In response, Maduro broke off relations with the United States and gave U.S. diplomats 72 hours to leave the country.

"We encourage other Western Hemisphere governments to recognize National Assembly President Guaido as the Interim President of Venezuela, and we will work constructively with them in support of his efforts to restore constitutional legitimacy," Trump added.

U.S. recognition of Guaido's claim was followed by Canada, the OAS, and a slew of Latin American countries including Brazil, Argentina, Chile and Colombia.

But Mexico and Spain, key actors in the Spanish-speaking world, withheld their support.

A senior administration official said the United States expects international actors who didn't recognize Maduro's reelection to side with Guaido.

"Consequently, the next act would be to recognize Juan Guaido as the legitimate president of Venezuela," said the official.

International support notwithstanding, Guaido's claim is mostly rhetorical unless Maduro chooses to loosen his grip on power.

"The next 48 hours are about whether they jail Guaido, whether he ends up in an embassy, whether he is already in the States, and what Maduro does to the U.S. embassy in Caracas," said Michael McCarthy, an expert on Venezuela at American University.

Trump administration officials said U.S. support of Guaido includes transferring sovereign power over international transactions to his interim government -- essentially giving him control over Venezuela's foreign assets.

But it's unclear whether the U.S. government has the power to do so immediately.

"Venezuela's lawyers will try to stop this. It's going to be pretty contested," said McCarthy.

"How they actually seize the assets -- there's still a U.S. court system, foreign immunity.

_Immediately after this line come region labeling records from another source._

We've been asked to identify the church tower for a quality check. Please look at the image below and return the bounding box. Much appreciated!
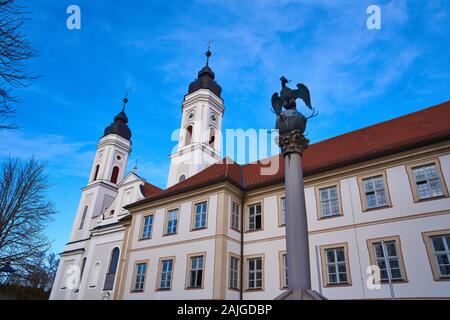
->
[70,98,131,242]
[167,47,225,187]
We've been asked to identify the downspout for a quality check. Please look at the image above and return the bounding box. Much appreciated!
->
[239,165,245,300]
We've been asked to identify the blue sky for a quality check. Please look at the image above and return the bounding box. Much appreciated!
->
[0,0,450,252]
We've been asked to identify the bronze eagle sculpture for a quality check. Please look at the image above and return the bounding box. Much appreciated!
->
[272,76,317,118]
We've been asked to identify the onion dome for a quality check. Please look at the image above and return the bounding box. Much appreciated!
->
[103,98,131,140]
[188,48,222,97]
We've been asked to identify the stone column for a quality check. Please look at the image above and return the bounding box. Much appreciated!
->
[276,109,318,299]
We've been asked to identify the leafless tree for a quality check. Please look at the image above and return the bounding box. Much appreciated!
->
[0,0,37,129]
[0,157,56,277]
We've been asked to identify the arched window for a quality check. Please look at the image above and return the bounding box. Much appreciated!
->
[92,164,100,181]
[184,125,192,146]
[208,128,216,148]
[89,262,100,288]
[75,257,87,292]
[103,247,120,290]
[111,166,119,183]
[79,206,88,230]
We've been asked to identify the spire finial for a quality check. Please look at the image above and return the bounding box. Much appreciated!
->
[205,40,213,66]
[132,157,139,173]
[122,89,128,112]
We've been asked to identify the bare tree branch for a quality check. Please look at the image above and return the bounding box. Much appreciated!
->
[0,156,56,289]
[0,0,37,129]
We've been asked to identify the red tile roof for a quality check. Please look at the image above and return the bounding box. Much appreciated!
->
[143,182,163,198]
[126,101,450,207]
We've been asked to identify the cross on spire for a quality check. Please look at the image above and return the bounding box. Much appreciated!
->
[122,89,128,112]
[205,40,214,66]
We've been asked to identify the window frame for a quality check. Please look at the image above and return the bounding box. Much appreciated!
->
[422,229,450,281]
[319,242,352,288]
[406,158,449,203]
[130,259,150,293]
[357,170,392,212]
[228,252,241,291]
[245,199,264,232]
[244,253,265,292]
[278,250,289,290]
[184,251,206,290]
[78,204,89,231]
[139,212,156,241]
[163,206,181,237]
[314,181,344,220]
[230,198,242,232]
[155,256,176,291]
[367,235,408,284]
[189,198,209,231]
[277,194,287,228]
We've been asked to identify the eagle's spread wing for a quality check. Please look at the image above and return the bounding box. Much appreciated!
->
[295,83,312,110]
[272,92,282,117]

There are major hurdles before you can deposit the cash," he added.

Still, the United States is vowing to increase pressure on Maduro while supporting Guaido.

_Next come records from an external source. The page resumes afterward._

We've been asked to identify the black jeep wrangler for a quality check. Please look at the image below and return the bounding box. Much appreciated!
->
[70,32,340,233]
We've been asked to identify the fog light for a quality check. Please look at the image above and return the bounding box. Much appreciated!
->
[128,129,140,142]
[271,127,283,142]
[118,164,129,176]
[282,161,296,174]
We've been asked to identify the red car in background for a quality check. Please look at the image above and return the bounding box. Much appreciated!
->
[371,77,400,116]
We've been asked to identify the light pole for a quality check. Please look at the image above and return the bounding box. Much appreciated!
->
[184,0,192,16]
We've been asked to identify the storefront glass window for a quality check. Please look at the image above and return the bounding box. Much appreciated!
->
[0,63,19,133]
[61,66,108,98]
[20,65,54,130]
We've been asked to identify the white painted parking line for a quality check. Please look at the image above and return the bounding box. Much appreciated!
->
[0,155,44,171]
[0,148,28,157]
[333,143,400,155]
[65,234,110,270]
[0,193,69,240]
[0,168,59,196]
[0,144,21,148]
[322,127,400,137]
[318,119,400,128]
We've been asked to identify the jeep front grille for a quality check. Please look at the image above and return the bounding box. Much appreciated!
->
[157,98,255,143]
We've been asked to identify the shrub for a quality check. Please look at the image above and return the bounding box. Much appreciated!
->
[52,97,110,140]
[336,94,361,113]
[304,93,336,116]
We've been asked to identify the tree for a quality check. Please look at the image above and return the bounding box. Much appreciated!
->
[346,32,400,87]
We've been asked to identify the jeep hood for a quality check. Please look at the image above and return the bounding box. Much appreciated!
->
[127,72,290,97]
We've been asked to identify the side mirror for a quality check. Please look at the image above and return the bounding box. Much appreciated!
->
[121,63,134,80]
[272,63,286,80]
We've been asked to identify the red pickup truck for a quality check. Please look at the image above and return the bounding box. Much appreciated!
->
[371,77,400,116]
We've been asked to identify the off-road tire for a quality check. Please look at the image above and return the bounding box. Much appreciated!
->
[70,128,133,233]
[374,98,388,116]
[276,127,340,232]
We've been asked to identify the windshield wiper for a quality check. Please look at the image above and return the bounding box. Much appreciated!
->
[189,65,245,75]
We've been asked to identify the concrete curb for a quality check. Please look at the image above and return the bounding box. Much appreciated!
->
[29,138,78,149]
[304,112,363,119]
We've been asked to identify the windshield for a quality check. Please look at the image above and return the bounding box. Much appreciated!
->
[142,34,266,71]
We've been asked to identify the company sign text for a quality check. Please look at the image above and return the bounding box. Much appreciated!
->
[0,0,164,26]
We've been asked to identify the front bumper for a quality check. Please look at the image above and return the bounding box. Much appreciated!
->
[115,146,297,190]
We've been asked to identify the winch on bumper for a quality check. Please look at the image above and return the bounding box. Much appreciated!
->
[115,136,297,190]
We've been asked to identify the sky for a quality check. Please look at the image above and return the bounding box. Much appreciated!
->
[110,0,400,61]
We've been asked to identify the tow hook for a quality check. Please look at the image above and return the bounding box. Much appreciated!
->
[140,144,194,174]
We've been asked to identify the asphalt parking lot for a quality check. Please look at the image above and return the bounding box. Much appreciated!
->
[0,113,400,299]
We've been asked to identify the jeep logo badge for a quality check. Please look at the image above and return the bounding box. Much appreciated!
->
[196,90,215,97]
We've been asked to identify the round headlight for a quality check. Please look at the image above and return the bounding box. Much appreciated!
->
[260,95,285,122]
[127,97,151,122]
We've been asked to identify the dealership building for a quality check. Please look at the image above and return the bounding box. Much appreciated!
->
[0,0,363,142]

The Trump administration has steadily increased sanctions on individuals and entities linked to the Maduro regime, including widespread sanctions on the gold trade, a major source of foreign currency for Venezuela.

Administration officials said further economic and diplomatic actions are on the table.

"Everything is on the table, all options, but on the economic sphere, if you look at what we've done, there is still a tremendous amount of leverage in our toolbox," said the senior official.

"In our sanctions we've barely scratched the surface on what actions the United States can take on an economic sanctions front," he added.

Administration officials have not publicly discussed military action against Venezuela, but warned against violent repercussions against Guaido and the National Assembly.

"We have a host of options, we will take every single one of those options seriously," said the administration official.

"[The Maduro regime has] no immediate future, they will have no immediate livelihood, and they will have their days counted," he added.

Still, the U.S. is looking for more international allies to join Guaido's camp and will seek to provoke a reaction that further mines Maduro's legitimacy, said McCarthy.

"The White House and others are still interested in continuing to prove to the world how authoritarian the government is, so it's a process of baiting them to make these mistakes," said McCarthy.

"The next step is going to be a bunch of tit-for-tat stuff, and how far it goes is the question," he added.

Updated at 3:55 p.m.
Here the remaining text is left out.